Rethink That Deferred Comp Plan Now

Rethink That Deferred Comp Plan Now
Arthur Giron

Before 2005 executives who opted to delay pocketing some or all of their pay by stashing pretax income in an employer-sponsored investment account could have their cake and eat it too. By putting money in a nonqualified deferred compensation plan, they could secure tax-advantaged investment growth without having to worry much about the perk's major downside—restricted access to the money. To raid these accounts at times different from those elected at the outset, an executive merely had to pay a 10% penalty. "There was a lot of flexibility," says Robert Barbetti, executive compensation specialist at JPMorgan Private Bank (JPM).

Three years ago, Congress put an end to this flexibility, partly in response to perceived abuses at Enron, where top brass had liquidated these accounts before creditors could seize them. As a result, executives who have taken advantage of this perk since 2005 have had to follow strict timetables for withdrawals, or risk a 20% excise tax on their deferred pay, plus ordinary income tax and interest. This is not just a problem for those in the corner office. A survey by Clark Consulting, an employee benefits consultant in Dallas, found that 66% of companies in the Fortune 1000 even allow those who earn $150,000 or less to defer compensation.

This year many executives will be able to revise those timetables. Last fall the IRS extended the deadline by which companies must adopt the new rules to Jan. 1, 2009. As a result, many employers are letting executives rethink decisions they've made since 2005 about when to tap this pot of money and whether to do so in a lump sum or installments. "After this year, it's going to be virtually impossible to change your mind," says Robert Salwen, a consultant at Executive Compensation Corp. in Scarsdale, N.Y.

So now is an excellent time to revisit decisions about deferred compensation. Many expect tax rates to rise by 2011, when the Bush tax cuts expire, boosting what will be owed when money is pulled from the plans. Moreover, times are tough, and if your employer runs into trouble you may not be able to recover the money in your plan. Unlike savings in a 401(k), deferred comp isn't protected from creditors in a corporate bankruptcy.

You may also benefit from rethinking payout decisions if your personal circumstances have changed. Perhaps you need cash to see you through an unexpected financial setback such as a divorce or layoff. Alternatively, if you expect to move to a state with no income tax, such as Florida or Texas, you may be able to avoid paying state income taxes if you spread your payments over 10 or more years, rather than taking the money in a lump sum, says Barbetti.

If you want to change the arrangements you've made since Jan. 1, 2005—money deferred before then generally remains accessible, subject to the 10% penalty—ask your employer if policy allows that. Companies aren't required to offer executives the option to make alterations, and some may be reluctant to add to plan administrators' workloads. But, says Barbetti: "Most of the companies I know are allowing employees the flexibility to make changes."

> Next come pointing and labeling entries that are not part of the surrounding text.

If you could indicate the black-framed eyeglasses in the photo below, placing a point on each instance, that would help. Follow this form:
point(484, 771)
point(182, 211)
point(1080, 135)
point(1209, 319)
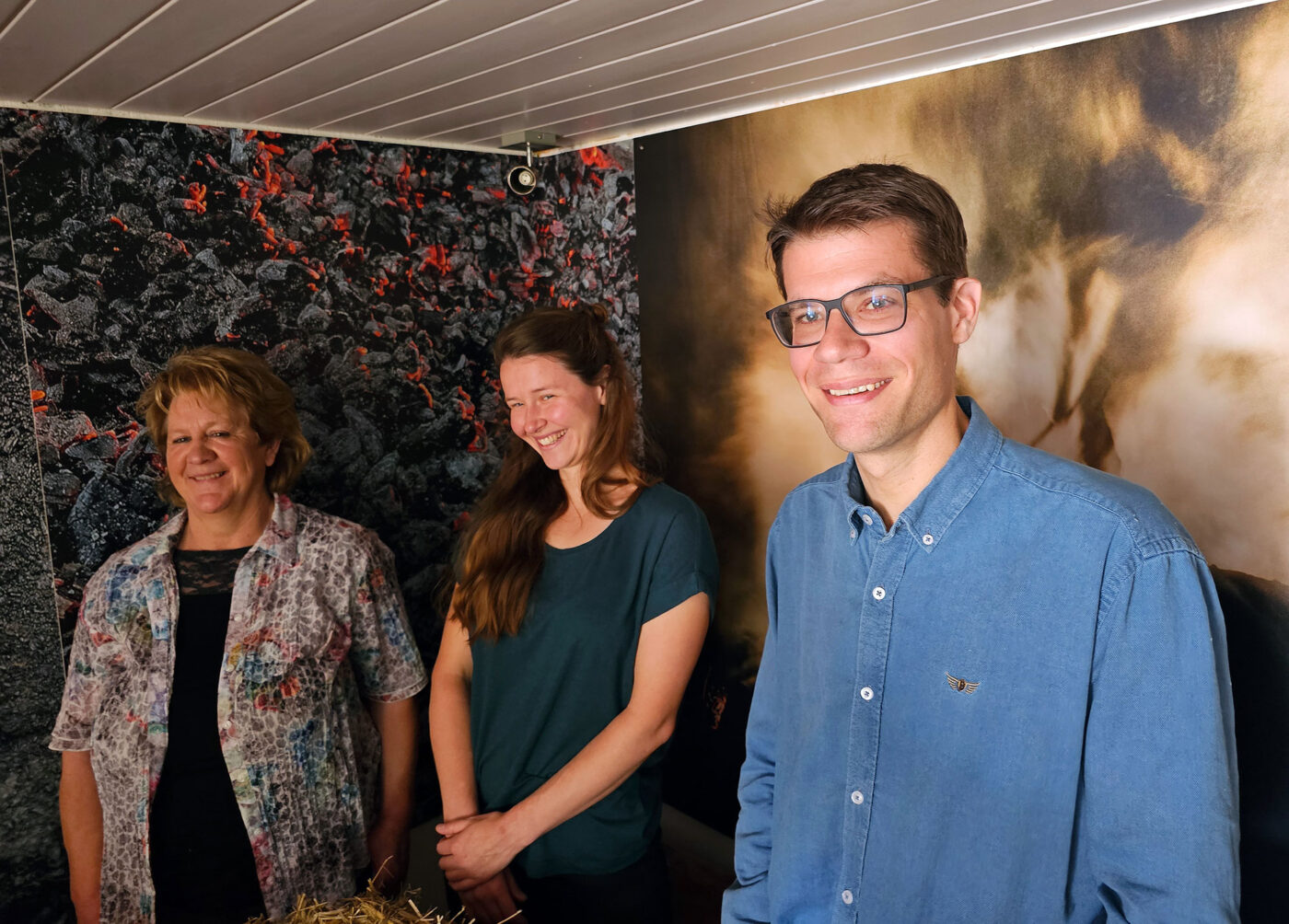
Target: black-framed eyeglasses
point(869, 311)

To make changes, you may need to wait until the fall benefits enrollment season. And then you may find that your plan doesn't grant all the flexibility you'd like. Some, for example, let employees designate specific years to withdraw money. Others simply require them to cash out after retiring or leaving the company. But most let employees choose between lump sum and installment payouts. Here are reasons to consider revising deferral decisions:


Scenario Say you're scheduled to take withdrawals in 2011 or later. That's when the Bush tax cuts expire, so you may be subject to higher income tax rates. The top marginal rate, for example, is scheduled to revert to 39.6%, from 35%.

Problem If your returns are poor, you may not make up for the higher tax hit. It may be better to drain the account and pay taxes at today's rates.

Advice The longer you defer, the better your odds of coming out ahead, even after a tax hike. Why? Your investments will have more time to compound tax-free. As a rule, it's a good idea to defer for five or more years, says JPMorgan Private Bank's Barbetti.


Scenario When you designed your payout schedule, you weren't worrying about job security. Now your—or your spouse's—paycheck may be in jeopardy.

Problem In some instances, a layoff will trigger an automatic payout. In others, though, the money will remain off-limits until your scheduled distributions start.

Advice If you're worried about cash flow, ask that your payouts be timed to coincide with your separation from service.


Scenario You plan to move to Florida, Texas, or another state with no income tax.

Problem If you take a lump sum, you'll owe income tax to the state in which you earned the money. But if you spread the payouts over ten or more years, you can report the income to your new home state—and no state income tax will be applied to your withdrawals.

Advice Switch from a lump sum to an annuity-style payout.